RE: Someone stole the body!
May 24, 2016 at 10:56 pm
(This post was last modified: May 24, 2016 at 10:57 pm by Jehanne.)
(May 24, 2016 at 8:51 pm)Godschild Wrote:(May 24, 2016 at 9:27 am)Jehanne Wrote: This is just absolutely false, pitiful nonsense. There is NO evidence that anyone was martyred by the Romans for just professing the newly formed Christian faith. Other than the tale of James in Acts, which was written near the end of the first century, there is no documented evidence that the Romans persecuted Christians during the first century, other than Nero, who did persecute them in Rome around 64 AD. But, other than that rare exception, none of the disciples were martyred for the Christian faith; those tales do not come into print until well until the second century.
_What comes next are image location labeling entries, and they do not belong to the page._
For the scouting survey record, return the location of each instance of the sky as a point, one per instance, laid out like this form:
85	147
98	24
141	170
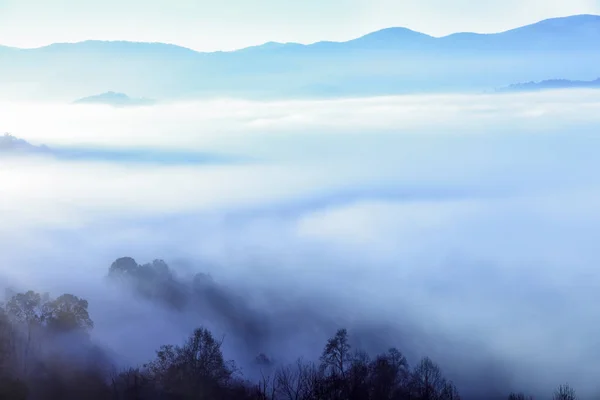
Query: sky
209	25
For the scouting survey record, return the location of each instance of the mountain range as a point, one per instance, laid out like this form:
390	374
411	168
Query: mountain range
389	61
551	84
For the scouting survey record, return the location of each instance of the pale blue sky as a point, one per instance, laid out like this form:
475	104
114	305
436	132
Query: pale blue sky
230	24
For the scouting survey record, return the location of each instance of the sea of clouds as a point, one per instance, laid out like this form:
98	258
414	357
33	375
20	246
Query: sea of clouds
463	227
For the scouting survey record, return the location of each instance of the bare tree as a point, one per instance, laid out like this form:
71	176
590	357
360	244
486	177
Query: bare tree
564	392
336	356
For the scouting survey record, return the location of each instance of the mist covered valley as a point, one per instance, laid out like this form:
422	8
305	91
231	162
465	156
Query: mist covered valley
457	227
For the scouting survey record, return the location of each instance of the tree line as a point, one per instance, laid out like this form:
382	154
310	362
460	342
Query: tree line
46	353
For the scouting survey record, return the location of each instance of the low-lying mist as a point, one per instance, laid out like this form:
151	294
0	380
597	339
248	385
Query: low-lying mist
460	227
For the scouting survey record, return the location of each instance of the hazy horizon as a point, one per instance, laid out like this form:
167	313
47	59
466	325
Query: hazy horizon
175	24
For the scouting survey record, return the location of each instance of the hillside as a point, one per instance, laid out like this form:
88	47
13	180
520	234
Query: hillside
389	61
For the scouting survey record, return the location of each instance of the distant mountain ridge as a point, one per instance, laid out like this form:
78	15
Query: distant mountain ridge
114	99
10	144
551	84
389	61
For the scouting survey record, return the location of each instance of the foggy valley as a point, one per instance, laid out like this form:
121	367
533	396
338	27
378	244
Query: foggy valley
396	210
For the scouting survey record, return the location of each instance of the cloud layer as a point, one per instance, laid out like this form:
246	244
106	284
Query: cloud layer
470	220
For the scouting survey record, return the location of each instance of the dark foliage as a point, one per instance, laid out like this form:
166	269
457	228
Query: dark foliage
46	353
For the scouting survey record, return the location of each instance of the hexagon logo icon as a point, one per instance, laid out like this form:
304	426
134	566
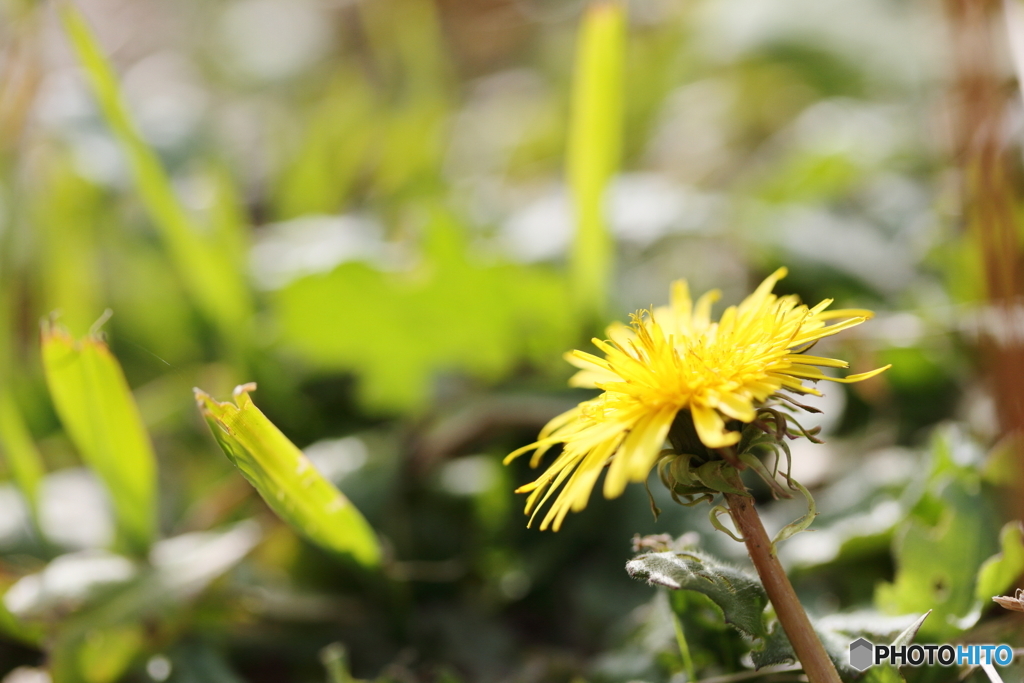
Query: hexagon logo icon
861	654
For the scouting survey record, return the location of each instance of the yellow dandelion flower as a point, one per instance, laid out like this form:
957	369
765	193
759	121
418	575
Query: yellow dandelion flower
676	358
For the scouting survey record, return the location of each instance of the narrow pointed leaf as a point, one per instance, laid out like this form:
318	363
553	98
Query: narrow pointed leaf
594	141
286	479
207	271
97	410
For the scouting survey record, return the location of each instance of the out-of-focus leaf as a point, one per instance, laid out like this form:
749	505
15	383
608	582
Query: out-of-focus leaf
286	478
940	549
15	629
23	458
67	212
92	397
449	315
998	572
67	584
594	147
336	137
738	595
105	654
107	629
883	674
218	289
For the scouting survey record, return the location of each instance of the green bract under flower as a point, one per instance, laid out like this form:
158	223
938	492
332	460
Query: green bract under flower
676	358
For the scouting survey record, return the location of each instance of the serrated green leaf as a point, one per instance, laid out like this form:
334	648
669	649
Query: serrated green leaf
998	572
938	557
286	479
206	269
738	595
97	410
593	148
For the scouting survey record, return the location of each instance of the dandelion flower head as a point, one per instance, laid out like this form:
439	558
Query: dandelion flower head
674	358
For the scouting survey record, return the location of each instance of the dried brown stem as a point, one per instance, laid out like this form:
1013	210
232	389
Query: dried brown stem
810	651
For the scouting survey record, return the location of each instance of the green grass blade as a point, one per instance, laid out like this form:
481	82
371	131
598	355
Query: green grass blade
286	479
594	147
215	286
23	458
97	410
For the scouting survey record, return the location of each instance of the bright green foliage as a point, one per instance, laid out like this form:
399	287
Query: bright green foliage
998	571
205	265
738	595
942	547
92	397
22	455
335	140
593	147
444	315
67	214
286	479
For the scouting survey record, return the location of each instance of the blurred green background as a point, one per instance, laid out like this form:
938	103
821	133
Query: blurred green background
394	216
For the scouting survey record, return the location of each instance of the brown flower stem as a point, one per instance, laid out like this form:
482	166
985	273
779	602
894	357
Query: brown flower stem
806	644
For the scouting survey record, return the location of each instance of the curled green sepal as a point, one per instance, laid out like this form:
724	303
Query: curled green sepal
801	524
717	523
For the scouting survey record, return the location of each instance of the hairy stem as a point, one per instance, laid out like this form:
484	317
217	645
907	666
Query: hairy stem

The nonsense belongs to you and you have admitted this in this very post. You start off saying and I quote "NO evidence", then you go on to confirm that Christians were killed by Nero, and if you do not think that the Christians of the day didn't consider them martyrs then why did Christianity spread so rapidly. Use your reasoning, think about it. Do you have proof that the apostles weren't killed for their beliefs, because they did not go around breaking Roman law.
GC
Roman was a political empire, not a religious one; that bullshit did not come into being under after the reign of Constantine. The Romans respected burial places, which allowed the early Christians to meet at the catacombs in peace. Outside of a few isolated areas, persecution of Christians was a rarity. Usually, individuals were put to death out of obstinacy to the State and not for professing what many Roman intellectuals felt was just another dumb religion on the scene whose proponents, at least in the beginning, all believed in a flat Earth. (See Saint Irenaeus' justification for the "Four Gospels" in the late second century.) As for the so-called 12 disciples of Jesus, scholars know little about their fate, including, that of Paul, although, with Paul, there is some evidence that he was martyred in Rome; however, he was such a loon to begin with that the Roman authorities, after Nero's insanity, may have judged him a threat to the Empire and simply have decided to get rid of him.